Historically, several different structuring techniques have been developed for writing structured programs. The two commonest are Jackson Structured Programming, which is based on aligning data structures with program structures and Dijkstra's structured programming, which is based on splitting programs into sub-sections, each with a single point of entry and of exit. Most people mean the latter when they use the term structured programming and that is what this article will discuss.
It is possible to do structured programming in almost any procedural programming language, but since about 1970 when structured programming began to gain popularity as a technique, most new procedural programming languages have included features to encourage structured programming, (and sometimes have left out features that would make unstructured programming easy). Some of the better known structured programming languages are
At the level of relatively small pieces of code, structured programming typically recommends simple, hierarchical program flow structures. These can be obtained in most modern languages by using only structured looping constructs, often named "while", "repeat", "for". Often it is recommended that each loop should only have one entry point and one exit point, and a few languages enforce this.
Alternative thinking on structured loops exists. Donald Knuth has advocated flow graphs that can be written with all forward branches drawn to the left of the code, all backward branches drawn to the right, and no branches crossing each other in this representation. Those knowledgeable in compilers and graph theory have advocated allowing only reduceable flow graphs.

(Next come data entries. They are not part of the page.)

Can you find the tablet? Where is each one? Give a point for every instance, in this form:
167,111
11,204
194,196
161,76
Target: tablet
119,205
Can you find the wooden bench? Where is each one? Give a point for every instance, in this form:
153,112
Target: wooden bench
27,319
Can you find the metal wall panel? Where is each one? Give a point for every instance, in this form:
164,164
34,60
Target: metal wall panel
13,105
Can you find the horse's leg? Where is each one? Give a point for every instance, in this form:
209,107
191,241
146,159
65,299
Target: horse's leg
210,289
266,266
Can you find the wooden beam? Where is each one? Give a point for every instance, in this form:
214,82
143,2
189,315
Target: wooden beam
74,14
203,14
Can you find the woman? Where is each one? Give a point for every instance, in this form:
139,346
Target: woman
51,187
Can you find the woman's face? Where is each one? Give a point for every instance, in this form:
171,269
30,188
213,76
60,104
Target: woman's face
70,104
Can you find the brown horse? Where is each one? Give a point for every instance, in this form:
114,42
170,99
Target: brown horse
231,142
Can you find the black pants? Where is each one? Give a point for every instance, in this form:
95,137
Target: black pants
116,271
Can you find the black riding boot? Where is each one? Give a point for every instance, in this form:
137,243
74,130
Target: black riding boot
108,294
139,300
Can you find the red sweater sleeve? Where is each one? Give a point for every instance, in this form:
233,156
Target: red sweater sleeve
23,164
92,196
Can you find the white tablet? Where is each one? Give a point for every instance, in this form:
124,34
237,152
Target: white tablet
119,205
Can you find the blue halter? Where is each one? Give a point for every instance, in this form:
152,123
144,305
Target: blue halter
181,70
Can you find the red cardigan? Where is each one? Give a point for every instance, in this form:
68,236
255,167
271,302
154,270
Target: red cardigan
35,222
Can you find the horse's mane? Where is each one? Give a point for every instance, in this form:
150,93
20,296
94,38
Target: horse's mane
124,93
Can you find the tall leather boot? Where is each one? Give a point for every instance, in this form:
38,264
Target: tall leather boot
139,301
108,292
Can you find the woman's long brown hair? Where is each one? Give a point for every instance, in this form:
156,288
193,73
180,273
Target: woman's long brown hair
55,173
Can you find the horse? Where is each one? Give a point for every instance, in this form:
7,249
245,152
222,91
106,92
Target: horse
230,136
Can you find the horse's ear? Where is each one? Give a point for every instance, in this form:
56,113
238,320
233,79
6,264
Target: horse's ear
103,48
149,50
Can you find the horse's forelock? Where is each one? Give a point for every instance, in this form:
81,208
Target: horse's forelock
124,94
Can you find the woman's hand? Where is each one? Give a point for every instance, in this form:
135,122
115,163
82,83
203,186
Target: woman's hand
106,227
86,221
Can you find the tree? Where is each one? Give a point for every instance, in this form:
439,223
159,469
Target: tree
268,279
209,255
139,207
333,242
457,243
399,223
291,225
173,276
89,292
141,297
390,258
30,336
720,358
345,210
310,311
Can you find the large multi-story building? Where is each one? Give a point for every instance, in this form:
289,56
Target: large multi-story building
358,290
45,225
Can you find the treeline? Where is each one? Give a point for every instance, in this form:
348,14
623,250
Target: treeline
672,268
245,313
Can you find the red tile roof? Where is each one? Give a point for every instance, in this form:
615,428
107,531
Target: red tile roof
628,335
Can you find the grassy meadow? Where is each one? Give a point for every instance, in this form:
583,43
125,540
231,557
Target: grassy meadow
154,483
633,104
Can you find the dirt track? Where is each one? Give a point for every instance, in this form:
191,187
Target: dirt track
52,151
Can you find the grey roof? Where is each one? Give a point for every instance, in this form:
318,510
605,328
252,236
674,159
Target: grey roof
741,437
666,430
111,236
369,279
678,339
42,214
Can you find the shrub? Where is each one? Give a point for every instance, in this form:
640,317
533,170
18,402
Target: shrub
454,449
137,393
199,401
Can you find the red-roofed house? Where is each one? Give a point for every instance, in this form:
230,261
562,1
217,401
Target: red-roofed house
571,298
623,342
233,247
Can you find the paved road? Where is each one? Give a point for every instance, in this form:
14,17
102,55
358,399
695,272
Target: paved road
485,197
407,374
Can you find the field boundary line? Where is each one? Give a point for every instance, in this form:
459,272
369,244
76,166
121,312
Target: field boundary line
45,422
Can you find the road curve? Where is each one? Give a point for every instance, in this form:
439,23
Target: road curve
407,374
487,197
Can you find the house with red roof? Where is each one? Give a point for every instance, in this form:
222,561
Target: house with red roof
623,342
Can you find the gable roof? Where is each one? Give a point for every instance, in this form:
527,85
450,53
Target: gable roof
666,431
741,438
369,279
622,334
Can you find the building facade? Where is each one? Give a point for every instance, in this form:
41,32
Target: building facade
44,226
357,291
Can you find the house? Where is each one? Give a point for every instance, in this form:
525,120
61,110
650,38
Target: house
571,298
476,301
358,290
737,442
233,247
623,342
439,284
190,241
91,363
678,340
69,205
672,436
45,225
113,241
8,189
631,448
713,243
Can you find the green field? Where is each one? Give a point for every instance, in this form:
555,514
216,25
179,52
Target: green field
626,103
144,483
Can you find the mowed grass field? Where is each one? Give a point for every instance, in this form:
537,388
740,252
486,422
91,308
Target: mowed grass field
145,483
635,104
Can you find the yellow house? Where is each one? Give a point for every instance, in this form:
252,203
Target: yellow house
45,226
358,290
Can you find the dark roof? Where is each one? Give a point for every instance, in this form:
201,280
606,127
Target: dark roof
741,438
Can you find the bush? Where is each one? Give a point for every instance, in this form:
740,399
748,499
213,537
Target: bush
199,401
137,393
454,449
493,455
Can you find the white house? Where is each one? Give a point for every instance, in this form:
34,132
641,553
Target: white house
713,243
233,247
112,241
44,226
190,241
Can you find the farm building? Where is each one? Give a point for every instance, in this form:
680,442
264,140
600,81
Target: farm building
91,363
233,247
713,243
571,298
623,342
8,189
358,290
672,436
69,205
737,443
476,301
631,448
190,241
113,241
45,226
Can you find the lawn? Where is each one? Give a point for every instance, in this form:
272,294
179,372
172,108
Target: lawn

Coders should break larger pieces of code into shorter subroutines (functions and procedures in some languages) that are small enough to be understood easily. In general, programs should use global variables sparingly; instead, subroutines should use local variables and take arguments by either value or reference. These techniques help to make isolated small pieces of code easier to understand without having to understand the whole program at once.
Structured programming is often (but not always) associated with a "top-down" approach to design[?]. In this way designers map out the large scale structure of a program in terms of smaller operations, implement and test the smaller operations, and then tie them together into a whole program.
By the end of the 20th century, the majority of professional programmers endorsed structured procedural programming. Some claim that colleagues can understand a structured program more easily, leading to improved reliability and easier maintenance. Attempts to actually measure this have been rare, and there is a suspicion in some circles that the benefits are real but small.
Towards the end of the 20th century, designers have created new paradigms loosely based on procedural programming that accept the lessons of structured programming but attempt to go beyond this in providing structure for data as well as for program flow. Object-oriented programming in most cases can be seen as an example of this, although there are also some object-oriented variants that are not procedural.
Unstructured languages define control flow largely in terms of a GOTO command that transfers execution to a label in code. Structured programming languages provide constructs (often called "if-then-else", "unless", "while", "until", and "for") for creating a variety of loops and conditional branches of execution, although they may also provide a GOTO to reduce excessive nesting of cascades of "if" structures, especially for handling exceptional conditions.
Strictly speaking, in a structured programming language, any code structure should have only one entry point and one point of exit; many languages such as C allow multiple paths to a structure's exit (such as "continue", "break", and "return"), which can bring advantages in readability.